Number of mass shootings in the United States since 1982: 62.
That’s a startling number, to be sure. But what’s truly startling is that despite their dramatic nature, mass shootings together account for “only” 1,007 deaths over 30 years. To put that in perspective, more than 11,000 Americans were killed by guns in 2009. In Chicago alone in 2012, 500 people have been killed in homicides. In the week after Sandy Hook, 100 Americans were killed by guns.
U.S. mass shootings since 1982 in which the shooter, or shooters were men: 61.
Is anyone surprised that the majority of mass shooters were male? Probably not. But that only one of the killers was female must surely be cause for serious consideration. Gun ownership among women in the U.S. as of 2005 was roughly 13 per cent; for men it was 47 per cent. Perhaps more important though, is how likely women are to be victims of gun crime. Harvard Injury Control Research Centre puts it this way: more guns = more female violent deaths.
U.S. mass shootings since 1982 involving semiautomatic or assault weapons: 58.
All but four of 62 shootings included one or more semiautomatic handguns, or one or more assault weapons, or both. There’s a widespread belief that the Second Ammendment to the U.S. Constitution, commonly known as ‘the right to bear arms’, gives carte blanche to gun owners.
Perhaps not: the Supreme Court in District of Columbia v. Heller in 2008 affirmed “The Second Amendment right is not a right to keep and carry any weapon in any manner and for any purpose.” Hence, a ban on semiautomatic and assault weapons might not be in violation of the Second Ammendment.
U.S. mass shootings since 1982 in which shooters used weapons obtained legally: 49.

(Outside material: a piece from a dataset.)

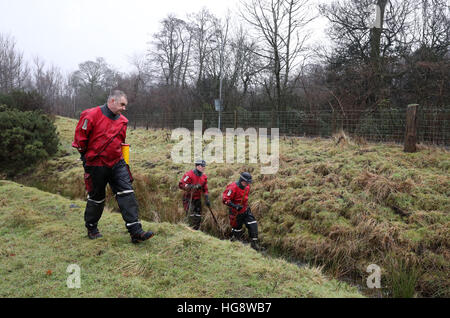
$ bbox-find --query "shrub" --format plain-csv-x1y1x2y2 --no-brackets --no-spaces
0,105,59,175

This figure does not include the two semi-automatics Adam Lanza used in the Sandy Hook shootings. They’re considered to have been illegally obtained because Lanza apparently stole them from his mother—who obtained them legally, and taught him to use them. (An important fact not dealt with in the popular ‘I Am Adam Lanza’s Mother’ post by Liza Long.) In five of the 11 cases of illegally obtained guns in the Mother Jones data set, the weapons were stolen from family members.
Incidentally, in 2004, the makers of a Bushmaster assault rifle similar to the one Adam Lanza stole were sued for allowing their product to fall into the wrong hands after it was used in the Washington, D.C. shooting spree. Since then, the NRA lobbied for, and got Congress to pass a law that protects gun manufacturers from lawsuits seeking to hold them liable for gun crimes.
U.S. mass shootings since 1982 that ended as murder-suicides: 36.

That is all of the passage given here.